An Informed Skeptic's Guide to Security in 2020
Security predictions need to factor in technology trends, because security doesn't exist in a vacuum: security is applied to technology and if technology evolves, so must security
Security predictions aren’t just headline fodder. Successful enterprise security leaders do look into the future—as they must. They view predictions as rudders to move their organizations forward.
Security predictions need to factor in technology trends, because security doesn’t exist in a vacuum: security is applied to technology and if technology evolves, so must security. Remote workforces, new payment methods, cloud adoption, open banking standards and new regulations are examples of how business changes drove security in new directions.
The year 2020 marks the transition to a new decade.

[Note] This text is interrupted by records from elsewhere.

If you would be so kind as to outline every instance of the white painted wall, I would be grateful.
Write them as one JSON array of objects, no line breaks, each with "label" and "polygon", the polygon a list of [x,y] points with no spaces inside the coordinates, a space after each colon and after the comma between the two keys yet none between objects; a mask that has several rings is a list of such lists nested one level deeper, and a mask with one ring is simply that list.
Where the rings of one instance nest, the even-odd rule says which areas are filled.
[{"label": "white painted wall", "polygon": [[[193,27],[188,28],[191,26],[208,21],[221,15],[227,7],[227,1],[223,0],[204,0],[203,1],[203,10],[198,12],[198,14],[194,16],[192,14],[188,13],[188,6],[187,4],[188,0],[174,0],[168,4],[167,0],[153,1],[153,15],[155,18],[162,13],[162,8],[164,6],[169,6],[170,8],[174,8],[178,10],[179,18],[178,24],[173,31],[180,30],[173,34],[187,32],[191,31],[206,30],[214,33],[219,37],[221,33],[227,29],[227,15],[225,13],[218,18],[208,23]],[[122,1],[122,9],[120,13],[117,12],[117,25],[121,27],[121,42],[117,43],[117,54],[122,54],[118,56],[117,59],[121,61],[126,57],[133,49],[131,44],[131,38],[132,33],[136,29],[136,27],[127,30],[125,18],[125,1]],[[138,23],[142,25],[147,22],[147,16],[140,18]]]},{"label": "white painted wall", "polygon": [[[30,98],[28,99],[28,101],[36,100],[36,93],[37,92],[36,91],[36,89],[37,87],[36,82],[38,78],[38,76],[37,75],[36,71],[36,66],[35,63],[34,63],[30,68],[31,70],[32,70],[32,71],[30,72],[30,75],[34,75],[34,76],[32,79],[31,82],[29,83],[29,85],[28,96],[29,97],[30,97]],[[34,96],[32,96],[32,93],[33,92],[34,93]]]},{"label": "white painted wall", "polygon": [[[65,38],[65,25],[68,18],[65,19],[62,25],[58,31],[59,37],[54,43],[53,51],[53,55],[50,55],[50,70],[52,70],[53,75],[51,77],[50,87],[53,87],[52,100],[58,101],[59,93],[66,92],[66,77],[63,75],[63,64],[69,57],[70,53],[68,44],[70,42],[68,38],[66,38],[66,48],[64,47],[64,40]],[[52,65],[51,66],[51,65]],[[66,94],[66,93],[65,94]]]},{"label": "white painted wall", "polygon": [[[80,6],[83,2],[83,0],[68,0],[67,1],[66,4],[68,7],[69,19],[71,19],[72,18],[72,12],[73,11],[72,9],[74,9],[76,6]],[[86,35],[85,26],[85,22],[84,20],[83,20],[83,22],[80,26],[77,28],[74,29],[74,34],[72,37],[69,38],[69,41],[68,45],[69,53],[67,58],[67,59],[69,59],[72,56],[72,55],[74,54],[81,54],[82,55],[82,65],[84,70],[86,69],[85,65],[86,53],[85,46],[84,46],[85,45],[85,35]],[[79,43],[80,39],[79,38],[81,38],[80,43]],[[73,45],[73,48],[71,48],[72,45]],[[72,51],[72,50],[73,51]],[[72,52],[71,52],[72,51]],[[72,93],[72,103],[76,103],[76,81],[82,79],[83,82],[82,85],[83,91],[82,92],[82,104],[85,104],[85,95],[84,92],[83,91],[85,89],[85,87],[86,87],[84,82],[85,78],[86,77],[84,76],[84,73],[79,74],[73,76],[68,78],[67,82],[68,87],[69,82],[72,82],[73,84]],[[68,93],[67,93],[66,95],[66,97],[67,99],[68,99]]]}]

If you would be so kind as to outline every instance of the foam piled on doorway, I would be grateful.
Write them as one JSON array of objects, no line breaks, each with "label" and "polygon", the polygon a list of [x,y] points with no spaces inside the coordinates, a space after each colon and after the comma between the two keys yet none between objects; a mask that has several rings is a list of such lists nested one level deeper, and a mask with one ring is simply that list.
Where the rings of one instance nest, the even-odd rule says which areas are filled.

As I look to the year ahead, there will be five defining scenarios of the possible future, in which a fortress mentality of firewalling the perimeter to seal borders from external threats simply isn’t enough to stop malefactors in their tracks.
More Attacks and Production Downtimes
Utilities and other critical infrastructures (CIs)—assets essential for the society and economy—will still be viable targets for extortionists in 2020. Extortion through ransomware will still be cybercriminals’ weapon of choice as the risk for companies is high. As its name suggests, ransomware is a malicious piece of software that takes its victim's most important files and holds them hostage in exchange for a ransom. Prolonged production downtime translates to hefty monetary losses. Production lines can be debilitated for weeks, depending on how long system restoration takes.
Manufacturing companies that employ cloud service providers will be at risk of supply chain attacks; unsecure providers could serve as jumping-off points for threat actors to attack and immobilize production. Supply chain threats are particularly pressing, as they have the potential to impact not only one, but multiple businesses and their customers.
Compounding Risks in Cloud Platforms
We foresee more incidents of compromised networks due to cloud services’ weak points. Data leakage from misconfigured cloud storage will still be a common security issue for organizations in 2020.
Insufficient access restrictions, mismanaged permission controls, negligence in logging activities, and publicly exposed assets are only a few of the missteps which companies will take as they set up their cloud networks. Mistakes and failures involving cloud services will expose a significant number of company records and even lead to fines and penalties.
Persistent and File-less Threats
Threats that “live off the land”—or, in other words, abuse legitimate system administration to cover their malicious tracks—will continue to evade traditional blacklisting techniques.
Given that these threats are planted in the registry, reside in a system’s memory, or abuse normally whitelisted tools such as PowerShell and Windows Management Instrumentation, tracking non-file-based indicators such as specific execution events or behaviors will be important for detection.
To identify those threats and protect themselves, businesses will have to consider security solutions with behavioral indicators such as sandboxing. Like providing a safe and closed environment to build castles in the sand, sandboxes, in the security world, are a controlled, virtualized environment where security professionals can research and analyze the behavior of malware or suspicious files (read: execute their routines). Sandboxes typically use patterns of existing behaviors and routines to determine if the files are malicious or not.
Deepfakes will be the Next Frontier
Artificial intelligence technology is being used to create highly believable counterfeits (in image, video, or audio format) that depict individuals saying or doing things that did not occur—commonly referred to as deepfakes. The rise of deepfakes raises concern: We inevitably move from creating fake celebrity pornographic videos to manipulating company employees and procedures.
For instance, a perpetrator can alter photos and videos—complete with voice or audio—to generate a convincing deepfake, then blackmail a victim by threatening to send the Deepfake link to email or phonebook contacts unless he or she sends payment to a Bitcoin account. It’s a chilling but very real new type of fraud that will advance well into 2020 and beyond.
5G Adopters will Grapple with Vulnerable Software Operations
As 5G rollout gains momentum in 2020, we expect a variety of vulnerabilities simply on account of the newness of this technology.
The 5G repository simply hasn’t amassed enough records to facilitate the investigation of security vulnerabilities. The current measure of success for countries and vendors appears to be who gets to build and roll out 5G first, potentially sacrificing security for speed.
Putting 5G security as an afterthought, due to hasty migration or poor configurations, will pose challenges especially as more services become dependent on the technology.
We anticipate attacks in 2020 and beyond to be more thoroughly planned, spread out and varied in terms of tactics. However, proactive threat hunting can help businesses defend their environments identify security gaps, eliminate weak links and understand attacker strategies.
Security predictions can be very powerful in demonstrating to management and the business why security plans are structured in a certain way, and to justify either the investments or the absence of investment.
They say hindsight is 20/20, but foresight for 2020 should be held in the same regard. It’s the difference between proactive versus reactive strategies and having an approach that enables versus stifles innovative ideas. Make it a point to have security predictions handy in your back pocket and be an informed consumer of technologies you plan to adopt. Who knows what you might uncover.